Politik kürzt den Instanzenweg

„Abschiebungen sind ein hartes Geschäft“, sagte Innenminister Thomas Strobl. Er verwies darauf, dass die Zahlen seit seinem Amtsantritt deutlich gesteigert worden seien. Im Jahr 2017 habe man auf einem Spitzenplatz, auch vor Bayern gelegen. „Diese Konsequenz würde ich mir auch von anderen Ländern wünschen.“ Allerdings gebe es oft Hürden, erklärte ein Sprecher. So würden Baden-Württemberg besonders viele Menschen aus Gambia zugeteilt. Mit dem westafrikanischen Land sei es besonders schwierig, Rücküberführungen zu vereinbaren. Auch der Sprecher des Mannheimer Verwaltungsgerichtshofs, Matthias Hettich, verwies darauf, dass sich die unterschiedlichen Quoten mit der Spezialisierung der Bundesländer auf bestimmte Nationalitäten erklären ließen.

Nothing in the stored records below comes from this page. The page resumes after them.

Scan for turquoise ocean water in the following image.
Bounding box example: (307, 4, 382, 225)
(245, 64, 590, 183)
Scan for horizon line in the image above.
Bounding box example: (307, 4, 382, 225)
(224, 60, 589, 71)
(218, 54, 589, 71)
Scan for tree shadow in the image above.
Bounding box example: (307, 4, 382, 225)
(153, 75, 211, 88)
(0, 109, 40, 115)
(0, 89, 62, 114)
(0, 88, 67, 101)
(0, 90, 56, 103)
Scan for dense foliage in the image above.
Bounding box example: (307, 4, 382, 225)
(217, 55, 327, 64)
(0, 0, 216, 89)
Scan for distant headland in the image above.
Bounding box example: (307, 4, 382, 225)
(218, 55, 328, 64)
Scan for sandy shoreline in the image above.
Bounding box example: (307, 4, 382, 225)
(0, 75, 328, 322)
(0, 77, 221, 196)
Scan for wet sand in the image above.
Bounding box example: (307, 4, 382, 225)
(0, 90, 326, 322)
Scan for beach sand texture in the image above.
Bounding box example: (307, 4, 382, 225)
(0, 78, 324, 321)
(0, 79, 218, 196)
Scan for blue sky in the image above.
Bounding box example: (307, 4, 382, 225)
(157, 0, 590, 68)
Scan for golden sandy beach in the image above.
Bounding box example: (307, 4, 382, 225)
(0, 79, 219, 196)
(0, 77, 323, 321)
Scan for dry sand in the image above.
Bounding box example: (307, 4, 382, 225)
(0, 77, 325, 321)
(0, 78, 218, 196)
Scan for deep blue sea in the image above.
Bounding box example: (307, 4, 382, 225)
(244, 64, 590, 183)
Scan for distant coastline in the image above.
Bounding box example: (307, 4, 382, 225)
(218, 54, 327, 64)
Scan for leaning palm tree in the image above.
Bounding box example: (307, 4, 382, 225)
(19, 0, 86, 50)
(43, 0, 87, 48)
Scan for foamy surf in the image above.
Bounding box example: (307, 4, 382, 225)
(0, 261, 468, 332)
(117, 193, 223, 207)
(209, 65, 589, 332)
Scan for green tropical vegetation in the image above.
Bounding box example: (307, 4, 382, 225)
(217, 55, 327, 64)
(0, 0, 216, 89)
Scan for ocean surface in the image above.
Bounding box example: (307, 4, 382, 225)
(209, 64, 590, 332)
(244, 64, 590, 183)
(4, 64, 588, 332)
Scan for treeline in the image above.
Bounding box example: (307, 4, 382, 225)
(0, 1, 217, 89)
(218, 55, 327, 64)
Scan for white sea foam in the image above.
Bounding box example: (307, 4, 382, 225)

Dass Gerichte zu unterschiedlichen Ergebnissen kämen, sei nicht ungewöhnlich, sagte Hettich. Der Instanzenweg sichere am Ende eine Vereinheitlichung der Entscheidungen. Liege ein höchstrichterliches Urteil vor, strahle dies auf alle Gerichte aus. „In Asylverfahren hat der Gesetzgeber das Rechtsmittelsystem aber stark eingeschränkt“, sagte Hettich. Teilweise gebe es nicht einmal mehr eine Berufungsinstanz.

Für Schneider ist das eine Gefahr. Die Auswirkungen möchte er als Nächstes untersuchen. „Ich nehme an, dass sich Verwaltungsgerichte auch innerhalb eines Bundeslandes unterschiedlich verhalten.“ So könne es eine Rolle spielen, ob über eine Asylklage in Sigmaringen oder in Stuttgart entschieden werde.